Update comes as company posts improved revenue results

Eli Lilly HQ 

Lilly can expect a shorter review process in the US for its gastric cancer prospect ramucirumab after regulators granted it priority status.

The designation applies to treatment candidates that have demonstrated significant improvements in the treatment, diagnosis or prevention of serious conditions, and means the US Food Drug and Administration (FDA) will aim to make a decision on the use of ramucirumab within six months rather than the standard 10 months.

The FDA is reviewing the drug, formerly known as IMC-1121B, as a monotherapy for the treatment of patients with advanced gastric cancer following disease progression after initial chemotherapy.

Few therapeutic options exist for this difficult-to-treat condition and, if approved, ramucirumab would be the first drug available in the US in this indication.

The FDA will analyse data from the REGARD trial, which demonstrated that ramucirumab improved both overall survival and progress-free survival in patients with metastatic gastric and gastroesophageal cancers compared to placebo when given as a second-line therapy.

Lilly is also investigating the drug in other indications, including as a combination treatment with paclitaxel for the treatment of advanced gastric cancer, data for which has been positive.
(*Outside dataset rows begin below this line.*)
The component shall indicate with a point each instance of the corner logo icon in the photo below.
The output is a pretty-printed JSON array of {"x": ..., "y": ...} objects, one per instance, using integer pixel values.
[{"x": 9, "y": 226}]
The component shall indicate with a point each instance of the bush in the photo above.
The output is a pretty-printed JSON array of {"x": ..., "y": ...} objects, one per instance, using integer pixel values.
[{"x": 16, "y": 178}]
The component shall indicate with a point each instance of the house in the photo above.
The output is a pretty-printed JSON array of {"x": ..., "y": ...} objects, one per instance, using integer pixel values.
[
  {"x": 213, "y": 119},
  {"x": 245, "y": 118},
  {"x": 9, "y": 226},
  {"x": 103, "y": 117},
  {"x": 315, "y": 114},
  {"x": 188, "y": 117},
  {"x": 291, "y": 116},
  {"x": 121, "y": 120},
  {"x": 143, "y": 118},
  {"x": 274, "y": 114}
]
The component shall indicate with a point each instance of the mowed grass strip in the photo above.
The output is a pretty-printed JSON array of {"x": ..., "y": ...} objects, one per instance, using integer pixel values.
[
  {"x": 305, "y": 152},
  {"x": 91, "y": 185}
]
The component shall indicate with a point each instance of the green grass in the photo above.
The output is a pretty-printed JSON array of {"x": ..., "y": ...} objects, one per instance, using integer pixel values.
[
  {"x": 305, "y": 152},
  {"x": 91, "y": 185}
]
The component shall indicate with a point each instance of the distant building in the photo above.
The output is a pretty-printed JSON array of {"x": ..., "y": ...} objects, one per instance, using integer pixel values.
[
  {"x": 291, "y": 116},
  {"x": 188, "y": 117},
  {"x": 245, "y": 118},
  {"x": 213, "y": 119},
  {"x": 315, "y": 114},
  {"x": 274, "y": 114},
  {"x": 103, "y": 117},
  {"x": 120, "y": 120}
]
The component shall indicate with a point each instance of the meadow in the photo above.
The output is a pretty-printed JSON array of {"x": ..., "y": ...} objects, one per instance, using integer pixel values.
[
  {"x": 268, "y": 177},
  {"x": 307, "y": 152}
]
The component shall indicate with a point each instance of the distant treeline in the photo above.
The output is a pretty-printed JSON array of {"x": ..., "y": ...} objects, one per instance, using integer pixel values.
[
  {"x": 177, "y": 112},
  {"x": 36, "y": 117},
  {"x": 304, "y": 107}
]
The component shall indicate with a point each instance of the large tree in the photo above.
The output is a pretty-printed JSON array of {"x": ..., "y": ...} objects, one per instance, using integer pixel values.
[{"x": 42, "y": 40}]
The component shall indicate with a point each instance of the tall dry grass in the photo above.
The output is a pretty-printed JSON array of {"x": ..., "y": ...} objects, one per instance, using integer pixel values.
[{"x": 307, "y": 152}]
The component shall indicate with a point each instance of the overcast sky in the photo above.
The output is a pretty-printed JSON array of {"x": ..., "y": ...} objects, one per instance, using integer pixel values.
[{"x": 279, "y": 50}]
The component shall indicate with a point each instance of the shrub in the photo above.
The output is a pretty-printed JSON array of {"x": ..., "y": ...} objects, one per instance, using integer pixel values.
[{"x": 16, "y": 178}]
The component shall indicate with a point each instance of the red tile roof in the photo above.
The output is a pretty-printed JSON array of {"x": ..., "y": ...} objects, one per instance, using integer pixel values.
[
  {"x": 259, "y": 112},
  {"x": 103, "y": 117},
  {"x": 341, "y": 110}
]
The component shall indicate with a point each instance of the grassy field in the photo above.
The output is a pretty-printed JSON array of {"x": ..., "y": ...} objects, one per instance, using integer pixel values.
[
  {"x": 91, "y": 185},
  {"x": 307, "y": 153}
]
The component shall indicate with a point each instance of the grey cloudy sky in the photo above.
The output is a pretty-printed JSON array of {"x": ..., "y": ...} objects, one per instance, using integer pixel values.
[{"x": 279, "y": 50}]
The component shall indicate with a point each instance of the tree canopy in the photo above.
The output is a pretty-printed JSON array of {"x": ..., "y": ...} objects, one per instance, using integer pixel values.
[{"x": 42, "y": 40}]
The company expects top-line results next year from phase III trials investigating the drug's use in colorectal, liver and lung cancer. However, Lilly pulled development in breast cancer after disappointing phase III data.

Revenues up for third quarter

The update on ramucirumab came the same day that Lilly posted its financial results for the third quarter of 2013.

Top-line results reported by Lilly indicate that the company is weathering generic competition for off-patent products, with total revenues for the period growing 6 per cent to $5.77bn.

Despite this, net income for period was down by 9 per cent, although this was mainly due to a special payment of $787m from Amylin regarding Byetta/Bydureon (exenatide) in 2012.

Disregarding this payment and other one-off factors, net income for Lilly was up 35 per cent to $1.2bn.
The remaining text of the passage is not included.